Todavía recordamos la posesión, a principios de siglo, de un nuevo mandatario. Nos mostraban grandes rituales indígenas en medio del misterio de Tiwanaku. Allá prometieron el reinado de los pueblos indígenas. Prepararon una nueva Constitución Política que giraba vertiginosa alrededor de los “indígena-originario-campesinos”, que aparecían como los nuevos protagonistas de la vida nacional. Todo el rito fue un juramento al mundo de que inauguraban un nuevo Estado, que sería el renacimiento de aquellas naciones diversas y olvidadas. Por fin tendrían su patria. Por fin la educación sería para ellos. Por fin habría médicos y enfermeras que escuchen sus dolores y curen sus males. Por fin serían respetados y se incorporarían a la cultura y a la economía universales.

Dieciséis años después, ayer nos contaba el periódico que uno de nuestros pueblos indígenas, el de los araonas, está a muy poco de desaparecer. La noticia dice que los araonas están tan abandonados que cada día son menos y dentro de nada se terminan. Tirados a la cuneta de la vida nacional, para ellos es mayor la muerte de cada día que la vida que nace de sus entrañas. Es tanta la miseria que los aplasta, que se acaban. No hay nadie cerca para que cuide su salud. No hay escuelas que los preparen para vivir, ni para crecer, ni para dominar la dura naturaleza que los rodea. No existen caminos que les permitan relacionarse con la patria, intercambiar, fecundarse. No pueden descubrir cómo ha cambiado su patria y su planeta, ni pueden seguirles el rumbo.

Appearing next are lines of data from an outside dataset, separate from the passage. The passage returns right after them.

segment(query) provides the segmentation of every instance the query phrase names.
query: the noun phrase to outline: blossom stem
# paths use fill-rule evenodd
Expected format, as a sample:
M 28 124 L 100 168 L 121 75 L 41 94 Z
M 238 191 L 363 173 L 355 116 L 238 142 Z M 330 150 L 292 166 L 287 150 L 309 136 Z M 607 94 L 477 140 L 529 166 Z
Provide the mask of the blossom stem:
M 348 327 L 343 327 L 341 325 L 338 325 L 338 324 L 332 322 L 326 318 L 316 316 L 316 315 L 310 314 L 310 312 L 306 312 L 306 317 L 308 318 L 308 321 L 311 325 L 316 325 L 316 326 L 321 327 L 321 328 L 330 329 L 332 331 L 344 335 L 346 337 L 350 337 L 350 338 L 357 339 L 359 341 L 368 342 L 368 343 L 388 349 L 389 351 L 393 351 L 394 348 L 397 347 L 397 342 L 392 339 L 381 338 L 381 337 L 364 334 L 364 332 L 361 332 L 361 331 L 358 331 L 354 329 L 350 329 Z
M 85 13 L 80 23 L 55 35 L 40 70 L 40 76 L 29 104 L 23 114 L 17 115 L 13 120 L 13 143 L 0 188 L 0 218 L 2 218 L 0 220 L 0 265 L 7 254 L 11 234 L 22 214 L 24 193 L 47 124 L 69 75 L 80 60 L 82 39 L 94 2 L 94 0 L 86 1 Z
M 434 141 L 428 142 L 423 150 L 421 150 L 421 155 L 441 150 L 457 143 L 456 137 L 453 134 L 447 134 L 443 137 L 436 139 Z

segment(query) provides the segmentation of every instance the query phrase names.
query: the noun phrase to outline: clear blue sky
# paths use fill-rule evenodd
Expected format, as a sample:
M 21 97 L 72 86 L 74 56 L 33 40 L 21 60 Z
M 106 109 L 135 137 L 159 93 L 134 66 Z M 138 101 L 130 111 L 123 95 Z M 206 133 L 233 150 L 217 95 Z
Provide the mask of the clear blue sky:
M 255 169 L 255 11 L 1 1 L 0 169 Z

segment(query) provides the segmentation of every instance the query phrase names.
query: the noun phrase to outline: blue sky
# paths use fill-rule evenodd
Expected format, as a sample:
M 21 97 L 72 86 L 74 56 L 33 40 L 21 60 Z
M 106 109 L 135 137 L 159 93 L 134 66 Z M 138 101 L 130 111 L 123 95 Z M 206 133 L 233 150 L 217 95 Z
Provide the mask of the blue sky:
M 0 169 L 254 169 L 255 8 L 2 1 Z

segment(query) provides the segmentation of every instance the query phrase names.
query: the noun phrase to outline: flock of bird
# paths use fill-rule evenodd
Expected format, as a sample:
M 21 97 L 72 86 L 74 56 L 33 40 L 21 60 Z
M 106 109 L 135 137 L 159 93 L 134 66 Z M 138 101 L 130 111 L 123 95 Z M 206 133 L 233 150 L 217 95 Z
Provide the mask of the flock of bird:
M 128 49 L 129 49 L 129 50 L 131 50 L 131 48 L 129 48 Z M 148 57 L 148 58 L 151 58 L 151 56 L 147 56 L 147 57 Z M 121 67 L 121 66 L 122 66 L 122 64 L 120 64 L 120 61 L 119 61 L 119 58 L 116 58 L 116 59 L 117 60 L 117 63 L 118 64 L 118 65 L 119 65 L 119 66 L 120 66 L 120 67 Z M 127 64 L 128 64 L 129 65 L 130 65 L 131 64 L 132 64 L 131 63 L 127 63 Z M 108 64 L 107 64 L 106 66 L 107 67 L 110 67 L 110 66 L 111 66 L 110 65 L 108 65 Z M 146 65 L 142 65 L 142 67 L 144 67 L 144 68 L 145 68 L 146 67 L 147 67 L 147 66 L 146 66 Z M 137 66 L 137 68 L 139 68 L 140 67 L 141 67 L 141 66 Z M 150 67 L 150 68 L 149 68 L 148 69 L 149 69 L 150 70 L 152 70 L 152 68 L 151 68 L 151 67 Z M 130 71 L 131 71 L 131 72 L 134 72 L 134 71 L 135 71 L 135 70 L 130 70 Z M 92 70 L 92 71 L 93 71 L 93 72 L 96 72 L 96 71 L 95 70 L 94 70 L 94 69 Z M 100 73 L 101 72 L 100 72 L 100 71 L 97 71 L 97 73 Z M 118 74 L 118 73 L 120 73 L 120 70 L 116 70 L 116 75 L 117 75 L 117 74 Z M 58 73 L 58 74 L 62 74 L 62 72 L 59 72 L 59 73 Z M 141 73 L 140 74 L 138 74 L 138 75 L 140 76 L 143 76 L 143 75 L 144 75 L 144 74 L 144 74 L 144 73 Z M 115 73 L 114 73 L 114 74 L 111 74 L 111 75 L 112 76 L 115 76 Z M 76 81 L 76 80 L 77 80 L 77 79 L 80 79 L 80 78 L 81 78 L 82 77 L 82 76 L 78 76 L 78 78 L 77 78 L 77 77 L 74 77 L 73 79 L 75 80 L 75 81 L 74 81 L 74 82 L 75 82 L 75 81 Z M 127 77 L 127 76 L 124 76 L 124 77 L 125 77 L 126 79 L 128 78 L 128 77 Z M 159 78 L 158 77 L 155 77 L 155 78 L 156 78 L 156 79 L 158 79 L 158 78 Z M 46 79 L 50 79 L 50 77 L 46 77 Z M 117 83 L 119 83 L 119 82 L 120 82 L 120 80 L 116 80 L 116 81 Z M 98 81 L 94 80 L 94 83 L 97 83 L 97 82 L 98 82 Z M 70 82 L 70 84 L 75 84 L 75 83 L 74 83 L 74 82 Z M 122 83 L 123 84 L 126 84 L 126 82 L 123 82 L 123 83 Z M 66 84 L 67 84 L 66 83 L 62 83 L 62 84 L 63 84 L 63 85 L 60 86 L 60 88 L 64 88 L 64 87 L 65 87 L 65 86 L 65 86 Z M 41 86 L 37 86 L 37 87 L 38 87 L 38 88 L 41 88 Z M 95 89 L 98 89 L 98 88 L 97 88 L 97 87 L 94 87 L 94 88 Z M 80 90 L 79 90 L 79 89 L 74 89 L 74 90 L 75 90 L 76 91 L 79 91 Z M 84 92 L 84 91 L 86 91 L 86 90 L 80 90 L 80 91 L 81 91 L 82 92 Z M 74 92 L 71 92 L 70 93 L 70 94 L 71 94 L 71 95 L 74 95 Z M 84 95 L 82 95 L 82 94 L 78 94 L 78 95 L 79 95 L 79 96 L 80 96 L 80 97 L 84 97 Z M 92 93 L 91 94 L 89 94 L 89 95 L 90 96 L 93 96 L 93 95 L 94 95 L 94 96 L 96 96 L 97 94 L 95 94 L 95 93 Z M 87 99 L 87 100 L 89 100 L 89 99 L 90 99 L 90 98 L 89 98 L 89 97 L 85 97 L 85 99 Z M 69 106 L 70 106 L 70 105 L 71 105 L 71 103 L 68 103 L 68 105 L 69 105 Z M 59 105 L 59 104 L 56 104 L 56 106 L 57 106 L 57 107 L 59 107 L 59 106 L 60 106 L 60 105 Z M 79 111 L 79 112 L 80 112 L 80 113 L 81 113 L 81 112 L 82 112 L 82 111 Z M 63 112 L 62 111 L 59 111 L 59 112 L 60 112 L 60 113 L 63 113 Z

Los que entraron por Tiwanaku y prometieron el firmamento han inventado nuevas fiestas y han decretado feriados nuevos. Han repartido, entre sus dirigentes, inmedibles e inconfesables fondos para el desarrollo indígena o campesino. Han pasado por el fuego, para regalarlas a sus aliados, las más bellas llanuras orientales. Lo han hecho todo, menos servir a la gente y cambiar para ellos la amarga vida de cada día. Lo han gastado todo, pero no para construir una patria nueva para nadie.

No sé qué piensa usted. Es terrible constatar que las declaraciones de amor y las bellas promesas son tan diferentes de lo que de verdad han hecho en casi dos décadas de disfrutar el Palacio de Gobierno. Es deprimente descubrir que las banderas que levantaron para su entrada triunfal a la política nacional no fueron nunca sus auténticos ideales, ni sus intenciones. Todo era una falaz careta. Todo, mentira.